On September 11, federal judge Paula Xinis ruled that Wolf was likely unlawfully serving as acting secretary of the Department of Homeland Security. On that basis, the court issued an order barring the enforcement of rules Wolf had created. Likewise, on November 14, Judge Nicholas Garaufis of the U.S. District Court for the Eastern District of New York ruled that Wolf was not lawfully serving as Acting Secretary of Homeland Security due to the improper appointments of McAleenan and Wolf. In addition to finding the 2019 McAleenan memo ineffective, Garaufis ruled that the 2020 Gaynor memo was also ineffective because DHS had not fulfilled legal formalities about notifying Congress for Gaynor to serve as acting secretary. Nevertheless, Gaynor issued a duplicate memo on November 17, 2020.

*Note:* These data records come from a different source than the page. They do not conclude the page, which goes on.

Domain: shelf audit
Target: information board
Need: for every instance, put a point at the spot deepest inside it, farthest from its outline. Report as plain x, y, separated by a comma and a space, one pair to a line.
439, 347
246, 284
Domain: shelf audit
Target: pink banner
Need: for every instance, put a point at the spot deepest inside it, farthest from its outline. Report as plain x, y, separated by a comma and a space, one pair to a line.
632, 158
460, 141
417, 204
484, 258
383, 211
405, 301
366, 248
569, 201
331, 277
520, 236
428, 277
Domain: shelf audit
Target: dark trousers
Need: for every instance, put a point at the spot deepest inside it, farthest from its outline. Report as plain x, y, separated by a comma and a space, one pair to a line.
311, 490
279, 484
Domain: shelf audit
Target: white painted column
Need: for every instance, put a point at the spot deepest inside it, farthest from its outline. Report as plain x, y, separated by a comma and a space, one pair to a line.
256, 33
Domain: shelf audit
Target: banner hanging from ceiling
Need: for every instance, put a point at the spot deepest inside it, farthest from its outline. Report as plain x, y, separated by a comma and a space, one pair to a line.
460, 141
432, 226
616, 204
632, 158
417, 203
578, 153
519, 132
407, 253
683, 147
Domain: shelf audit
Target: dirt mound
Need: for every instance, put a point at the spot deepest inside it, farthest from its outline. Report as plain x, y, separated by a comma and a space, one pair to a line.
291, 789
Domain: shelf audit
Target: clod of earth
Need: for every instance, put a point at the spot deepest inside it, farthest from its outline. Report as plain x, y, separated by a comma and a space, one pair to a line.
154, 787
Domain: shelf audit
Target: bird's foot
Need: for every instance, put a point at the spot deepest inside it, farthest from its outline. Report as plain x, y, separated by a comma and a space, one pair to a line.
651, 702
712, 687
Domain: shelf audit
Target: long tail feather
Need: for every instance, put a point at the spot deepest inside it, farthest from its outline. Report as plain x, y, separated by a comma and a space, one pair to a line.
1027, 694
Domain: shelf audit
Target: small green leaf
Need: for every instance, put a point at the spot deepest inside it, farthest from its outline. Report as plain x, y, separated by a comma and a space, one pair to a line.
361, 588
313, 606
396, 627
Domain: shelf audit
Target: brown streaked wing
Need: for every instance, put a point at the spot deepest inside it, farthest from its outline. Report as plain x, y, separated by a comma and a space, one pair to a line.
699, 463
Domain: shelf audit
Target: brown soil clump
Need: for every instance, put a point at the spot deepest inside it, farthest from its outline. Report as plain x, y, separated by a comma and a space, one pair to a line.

Other courts soon followed suit. On January 8, 2021, Judge James Donato of the U.S. District Court for the Northern District of California became the fifth judge to rule that Wolf was not lawfully acting as the Acting Secretary of Homeland Security.

Meanwhile, Wolf's nomination to be the permanent Secretary of Homeland Security expired on January 3, 2021 at the end of the 116th United States Congress and was returned to the President under Senate Rule XXXI. President Trump then resubmitted Wolf's nomination later that day before withdrawing it on January 6, reportedly because of private statements Wolf had made during the January 6 United States Capitol attack. As a result of this withdrawal, Wolf was likely barred from continuing to serve as acting secretary by section 749 of the Omnibus Appropriations Act, 2009, which prohibits the use of any appropriations to pay an acting official if they have twice been nominated to be the permanent official and those nominations were withdrawn or returned to the President, and the Antideficiency Act, which prohibits government officials from serving without pay.

Wolf resigned his post on January 11, saying his action was "warranted by recent events, including the ongoing and meritless court rulings regarding the validity of my authority as acting secretary."